Veriflow collects the information, verifies if the updated model satisfies the intent and generates an alarm when it doesn’t. The alarm includes a very detailed information of the configuration that generates the unintended model so it’s possible to go back and fix it.

It is also possible to investigate the status of the network in different times to compare the differences. That’s a great whay to get an answer of the most important question when something goes wrong: what’s changed?.

What I’d like to see in the roadmap

The model of the network can be very good and accurate but over the years in IT I learned to trust&verify. I feel like the verify part can be stronger here.

The question is: what happens if the model is wrong?

What I’d really like to see is an integration with Netflow/IPFIX to validate the model with actual data traffic. It may happen that the model misses something and the data takes an unpredicted path. Veriflow right now wouldn’t be able to verify that, there’s no model validation in the workflow. It may be a corner case but we now that sometimes Network Engineers can be very creative in their solutions and a model can’t predict every single case.

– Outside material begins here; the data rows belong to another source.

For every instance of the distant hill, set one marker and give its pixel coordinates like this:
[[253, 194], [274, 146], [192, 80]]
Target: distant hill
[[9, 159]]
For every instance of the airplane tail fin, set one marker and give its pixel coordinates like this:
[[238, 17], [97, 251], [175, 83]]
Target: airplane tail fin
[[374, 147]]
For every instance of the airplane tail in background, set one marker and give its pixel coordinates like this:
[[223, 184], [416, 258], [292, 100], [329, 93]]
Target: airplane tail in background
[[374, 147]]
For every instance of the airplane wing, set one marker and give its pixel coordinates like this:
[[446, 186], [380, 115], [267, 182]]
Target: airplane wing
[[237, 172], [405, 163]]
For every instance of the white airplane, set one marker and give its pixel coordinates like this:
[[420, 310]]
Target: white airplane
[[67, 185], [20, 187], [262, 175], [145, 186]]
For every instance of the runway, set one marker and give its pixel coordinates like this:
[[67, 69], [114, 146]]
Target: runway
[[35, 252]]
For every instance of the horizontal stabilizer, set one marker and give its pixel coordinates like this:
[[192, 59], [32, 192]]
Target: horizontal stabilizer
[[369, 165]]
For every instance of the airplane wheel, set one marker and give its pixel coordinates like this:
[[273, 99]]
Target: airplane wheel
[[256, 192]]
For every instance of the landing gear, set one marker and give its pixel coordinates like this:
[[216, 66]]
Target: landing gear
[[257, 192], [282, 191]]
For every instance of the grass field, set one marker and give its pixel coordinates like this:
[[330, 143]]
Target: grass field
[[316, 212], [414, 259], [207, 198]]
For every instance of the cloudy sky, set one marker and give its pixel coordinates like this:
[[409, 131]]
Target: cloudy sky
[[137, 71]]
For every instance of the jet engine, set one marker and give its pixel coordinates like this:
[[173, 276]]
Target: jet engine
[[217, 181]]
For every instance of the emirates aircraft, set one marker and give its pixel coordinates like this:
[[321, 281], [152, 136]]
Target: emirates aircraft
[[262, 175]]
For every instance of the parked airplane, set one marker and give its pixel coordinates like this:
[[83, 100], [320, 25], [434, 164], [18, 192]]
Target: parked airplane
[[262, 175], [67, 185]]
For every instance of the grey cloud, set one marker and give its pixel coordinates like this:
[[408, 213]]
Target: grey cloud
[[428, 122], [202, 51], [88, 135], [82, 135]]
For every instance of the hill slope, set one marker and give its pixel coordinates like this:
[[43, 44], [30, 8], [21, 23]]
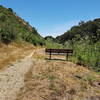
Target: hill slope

I don’t think Veriflow should replace a Netflow/IPFIX collector but limited collection to validate the model would close the loop.

Another feature where I can see improvement is about prediction, or Pre-flight as they call this feature. It is possible to read the BGP table and OSPF database from the devices. It would be very useful to evaluate the second-best path, not installed in RIB, to verify there is a valid backup path in case of problems. What happens if one interface or routing peer goes down? Right now we need an actual problem to happen to collect all the information during the fault from the devices and verify the second path.

See the session recording for more on this. .

I understand Veriflow does not focus on this feature right now. Read “A General Approach to Network Configuration Verification " for more on this topic.

Last feature I’d like to see is the integration of Security Intelligence feeds to create Security Intents. Security intents could be used to verify if traffic that may lead to and attack is allowed on the network. Something as simple as port 445 should not be open to the WAN could be a good start.

Wrap up Veriflow

I think Veriflow is a great product, the GUI is very nice&clear and very fast. It is possible to filter the prefixes using a tcpdump-like syntax. The model generated is very accurate and it’s possible to extend it, sky’s the limit.

Veriflow can be used both as a preventive tool to spot outages before they occur or as troubleshooting tool when things are bad, every Network Engineer would love to have it in the toolbox.

You can see the full recordings of this and previous events on youtube . Go to for more videos and great articles on IT.


Tech Field Day (TFD) is a commercial activity for TFD and the presenting companies. When I attend TFD events my travel and accommodation expenses are usually paid for by TFD. At the events, most of my meals are provided by TFD. In addition, the companies that present at TFD usually give the delegates gifts. At TFD the presenting companies engage with delegates to educate us about their products and services. The smart companies also want to learn from delegates (a few are very smart about this). The aim of the event is to help the presenting companies connect with delegates. Ultimately get the company’s message spread by delegates. Usually, delegates will write about some or all of the presenting companies.

Neither the TFD staff nor the presenting companies get to review what the delegates write. There is no obligation on delegates to write about any or all presenters. Nor is there an obligation to write nice things about presenters. In fact, the greatest expectation is that delegates will be honest in any writing that they do.

This ( is my personal blog. Everything I write here is my thoughts and opinions. None of it is reviewed by the organizations I write about before publication. I could get corrections from the companies I write about and may incorporate the parts I agree with into my posts here.